I get this error when I want to use the k-Nearest Neighbor algorithm for imputing missing values using Impute.jl
:
using Impute, DataFrames
df = DataFrame(
a=[1,2,3,4,missing],
b=[1, missing, 3, 4, missing],
c=[1, 2, missing, 5, 8],
)
# 5×3 DataFrame
# Row │ a b c
# │ Int64? Int64? Int64?
# ─────┼───────────────────────────
# 1 │ 1 1 1
# 2 │ 2 missing 2
# 3 │ 3 3 missing
# 4 │ 4 4 5
# 5 │ missing missing 8
julia> Impute.knn(Matrix(df), dims=:cols)
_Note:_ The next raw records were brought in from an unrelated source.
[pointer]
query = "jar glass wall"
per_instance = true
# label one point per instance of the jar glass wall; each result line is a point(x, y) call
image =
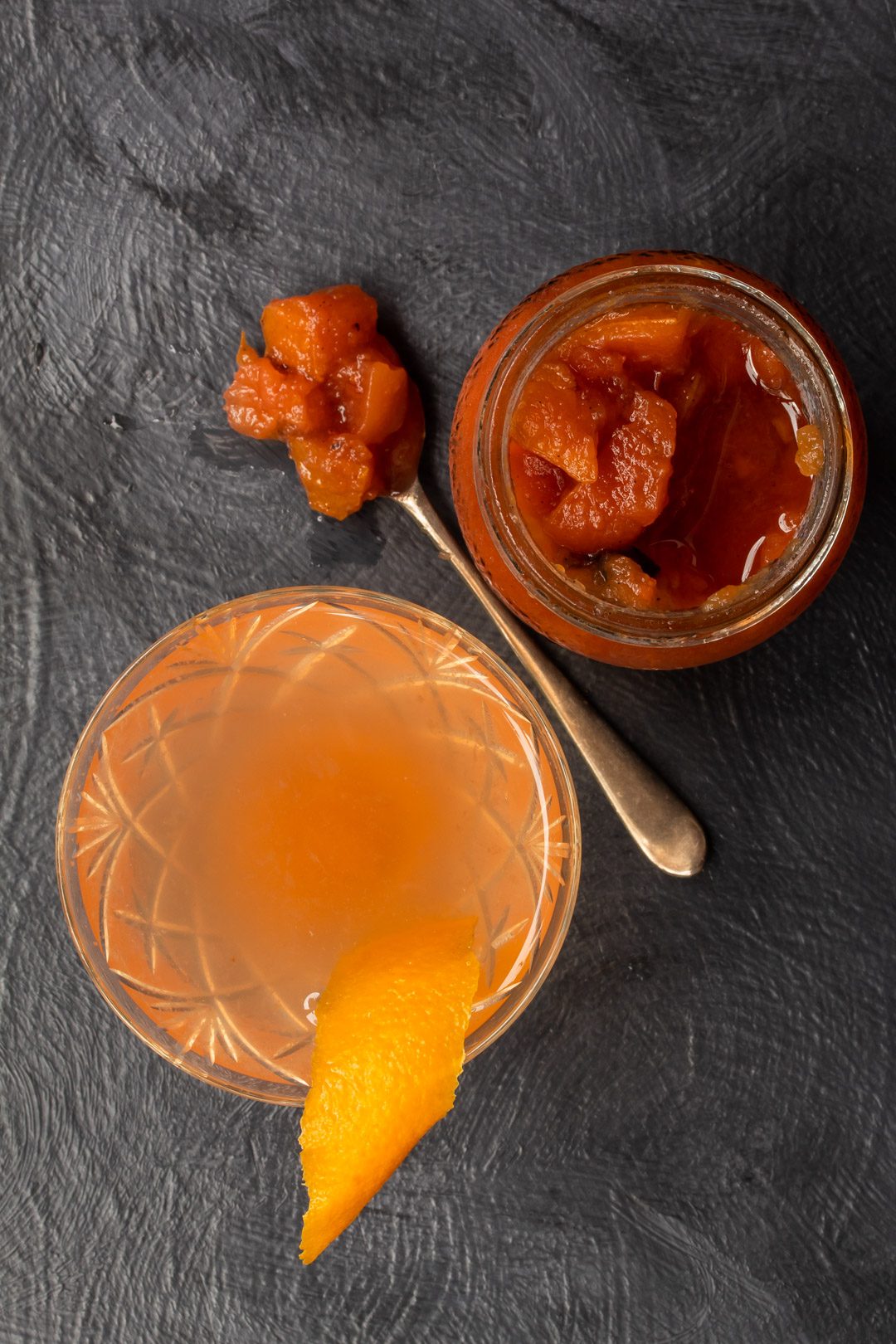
point(540, 592)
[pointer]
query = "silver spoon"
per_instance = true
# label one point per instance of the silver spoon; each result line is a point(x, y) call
point(664, 828)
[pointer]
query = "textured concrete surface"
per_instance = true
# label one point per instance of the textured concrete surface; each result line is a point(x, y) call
point(691, 1135)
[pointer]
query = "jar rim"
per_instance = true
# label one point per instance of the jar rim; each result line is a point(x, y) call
point(609, 283)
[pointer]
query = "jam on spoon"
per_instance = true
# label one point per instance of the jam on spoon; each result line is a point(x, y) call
point(336, 392)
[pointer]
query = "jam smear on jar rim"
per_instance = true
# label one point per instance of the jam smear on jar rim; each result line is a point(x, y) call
point(661, 455)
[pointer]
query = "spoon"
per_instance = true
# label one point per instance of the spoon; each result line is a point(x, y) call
point(660, 823)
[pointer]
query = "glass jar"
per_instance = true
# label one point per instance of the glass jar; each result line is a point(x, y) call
point(538, 590)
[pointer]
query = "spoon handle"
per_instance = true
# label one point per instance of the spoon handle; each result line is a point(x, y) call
point(664, 828)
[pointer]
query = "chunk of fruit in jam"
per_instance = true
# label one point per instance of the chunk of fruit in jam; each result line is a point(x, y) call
point(670, 431)
point(336, 392)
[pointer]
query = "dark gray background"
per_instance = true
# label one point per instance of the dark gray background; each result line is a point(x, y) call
point(689, 1136)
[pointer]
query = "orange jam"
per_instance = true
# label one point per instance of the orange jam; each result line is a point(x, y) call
point(661, 455)
point(336, 392)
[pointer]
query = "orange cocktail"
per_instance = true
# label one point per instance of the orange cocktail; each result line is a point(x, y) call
point(285, 777)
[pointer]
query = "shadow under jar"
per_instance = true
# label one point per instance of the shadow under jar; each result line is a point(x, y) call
point(539, 590)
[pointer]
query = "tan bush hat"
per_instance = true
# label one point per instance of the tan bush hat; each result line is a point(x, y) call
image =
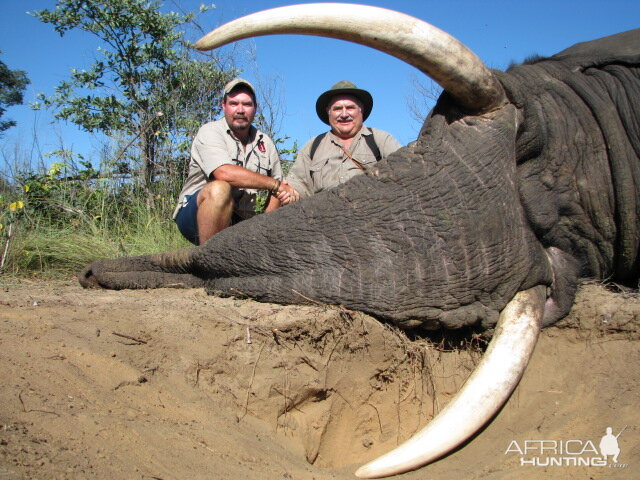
point(348, 88)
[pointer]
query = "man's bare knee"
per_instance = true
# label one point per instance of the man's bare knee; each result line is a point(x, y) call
point(216, 192)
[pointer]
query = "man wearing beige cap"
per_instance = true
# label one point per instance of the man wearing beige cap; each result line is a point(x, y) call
point(230, 161)
point(347, 150)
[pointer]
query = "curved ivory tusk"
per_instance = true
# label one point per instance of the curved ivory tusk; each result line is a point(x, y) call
point(436, 53)
point(488, 387)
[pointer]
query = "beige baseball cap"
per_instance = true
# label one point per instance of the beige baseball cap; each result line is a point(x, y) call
point(239, 83)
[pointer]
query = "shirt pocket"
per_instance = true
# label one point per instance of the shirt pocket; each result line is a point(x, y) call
point(319, 172)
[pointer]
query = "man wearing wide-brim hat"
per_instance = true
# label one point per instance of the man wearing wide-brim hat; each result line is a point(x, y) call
point(347, 150)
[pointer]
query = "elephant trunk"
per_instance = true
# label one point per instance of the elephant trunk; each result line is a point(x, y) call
point(170, 270)
point(437, 54)
point(481, 397)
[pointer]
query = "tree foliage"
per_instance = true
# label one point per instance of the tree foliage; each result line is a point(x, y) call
point(144, 88)
point(12, 86)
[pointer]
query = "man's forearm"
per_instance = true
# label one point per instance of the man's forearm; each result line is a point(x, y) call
point(238, 176)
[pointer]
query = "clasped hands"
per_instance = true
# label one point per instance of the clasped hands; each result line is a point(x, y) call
point(286, 193)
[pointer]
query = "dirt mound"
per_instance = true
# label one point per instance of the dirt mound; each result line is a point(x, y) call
point(174, 384)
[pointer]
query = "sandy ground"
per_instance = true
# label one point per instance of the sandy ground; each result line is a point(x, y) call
point(174, 384)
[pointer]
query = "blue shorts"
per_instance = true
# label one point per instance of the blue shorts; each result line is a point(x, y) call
point(187, 218)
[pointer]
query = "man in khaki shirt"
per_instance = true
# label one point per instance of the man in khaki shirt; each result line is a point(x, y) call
point(347, 150)
point(230, 161)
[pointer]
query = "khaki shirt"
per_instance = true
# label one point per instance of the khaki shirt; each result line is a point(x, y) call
point(215, 145)
point(330, 166)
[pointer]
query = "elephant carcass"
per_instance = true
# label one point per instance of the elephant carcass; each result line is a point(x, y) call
point(519, 184)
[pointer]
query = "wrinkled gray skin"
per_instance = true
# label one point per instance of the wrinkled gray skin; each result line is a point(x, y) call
point(543, 190)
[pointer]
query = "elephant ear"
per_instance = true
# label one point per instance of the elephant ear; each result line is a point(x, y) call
point(622, 48)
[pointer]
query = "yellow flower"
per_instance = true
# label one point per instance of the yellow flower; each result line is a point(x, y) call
point(16, 206)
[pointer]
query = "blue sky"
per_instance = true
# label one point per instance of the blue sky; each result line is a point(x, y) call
point(499, 32)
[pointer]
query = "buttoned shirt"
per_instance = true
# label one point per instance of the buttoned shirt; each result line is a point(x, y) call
point(215, 145)
point(330, 165)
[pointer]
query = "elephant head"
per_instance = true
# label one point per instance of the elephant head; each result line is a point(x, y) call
point(478, 222)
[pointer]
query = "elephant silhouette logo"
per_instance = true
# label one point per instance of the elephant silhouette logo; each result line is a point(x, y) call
point(609, 444)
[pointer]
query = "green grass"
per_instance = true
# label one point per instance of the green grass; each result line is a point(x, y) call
point(40, 247)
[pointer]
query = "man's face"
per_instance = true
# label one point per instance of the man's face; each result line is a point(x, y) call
point(239, 110)
point(345, 115)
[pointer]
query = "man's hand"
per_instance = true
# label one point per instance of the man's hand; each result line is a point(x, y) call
point(287, 194)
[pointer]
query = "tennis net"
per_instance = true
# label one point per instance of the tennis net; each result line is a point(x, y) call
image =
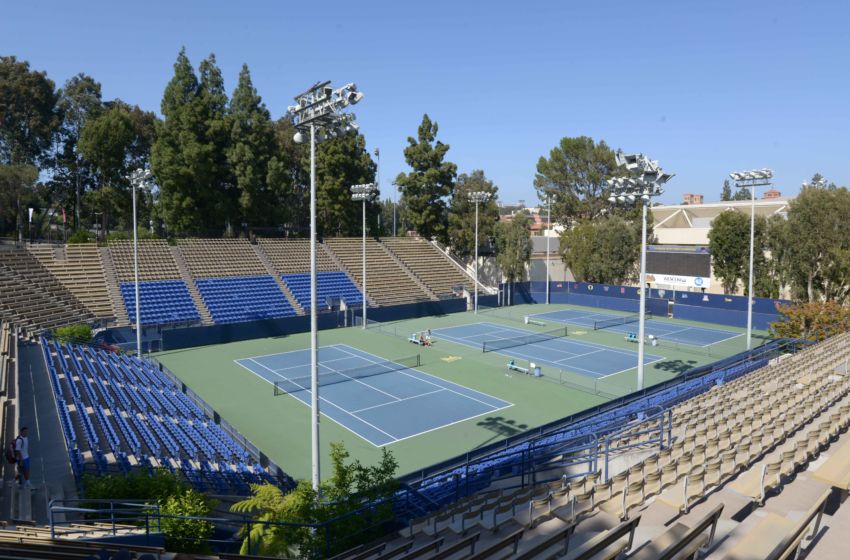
point(616, 321)
point(531, 338)
point(326, 378)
ERROR: MethodError: no method matching NearestNeighbors.KDTree(::Matrix{Int64}, ::Distances.Euclidean)
Closest candidates are:
NearestNeighbors.KDTree(::AbstractVecOrMat{T}, ::M; leafsize, storedata, reorder, reorderbuffer) where {T<:AbstractFloat, M<:Union{Distances.Chebyshev, Distances.Cityblock, Distances.Euclidean, Distances.Minkowski, Distances.WeightedCityblock, Distances.WeightedEuclidean, Distances.WeightedMinkowski}} at C:\Users\Shayan\.julia\packages\NearestNeighbors\huCPc\src\kd_tree.jl:85
NearestNeighbors.KDTree(::AbstractVector{V}, ::M; leafsize, storedata, reorder, reorderbuffer) where {V<:AbstractArray, M<:Union{Distances.Chebyshev, Distances.Cityblock, Distances.Euclidean, Distances.Minkowski, Distances.WeightedCityblock, Distances.WeightedEuclidean, Distances.WeightedMinkowski}} at C:\Users\Shayan\.julia\packages\NearestNeighbors\huCPc\src\kd_tree.jl:27
How should I fix this?
The problem is where I'm passing a Matrix of type Union{Missing, Int64}
rather than Union{Missing, Float64}
. Based on the error, NearestNeighbors.KDTree
gets AbstractVecOrMat{T}where {T<:AbstractFloat}
. So first, I should perform a conversion and then pass the result to the knn
imputer:
julia> Impute.knn(
convert(Matrix{Union{Missing, Float64}}, Matrix(df)),
dims=:cols
)
5×3 Matrix{Union{Missing, Float64}}:
1.0 1.0 1.0
2.0 3.0 2.0
3.0 3.0 2.0
4.0 4.0 5.0
4.0 4.0 8.0
After this, I can narrow the eltype
of the result using identity.(result)
with this assumption that I binned the result of imputation to result
:
julia> identity.(result)
5×3 Matrix{Float64}:
1.0 1.0 1.0
2.0 3.0 2.0
3.0 3.0 2.0
4.0 4.0 5.0
4.0 4.0 8.0
The reason behind the latter step is that most functions don't get an object of subtype AbstractMatrix
with element type of Union{Missing, T}
. So narrowing the element type is often unavoidable in such situations.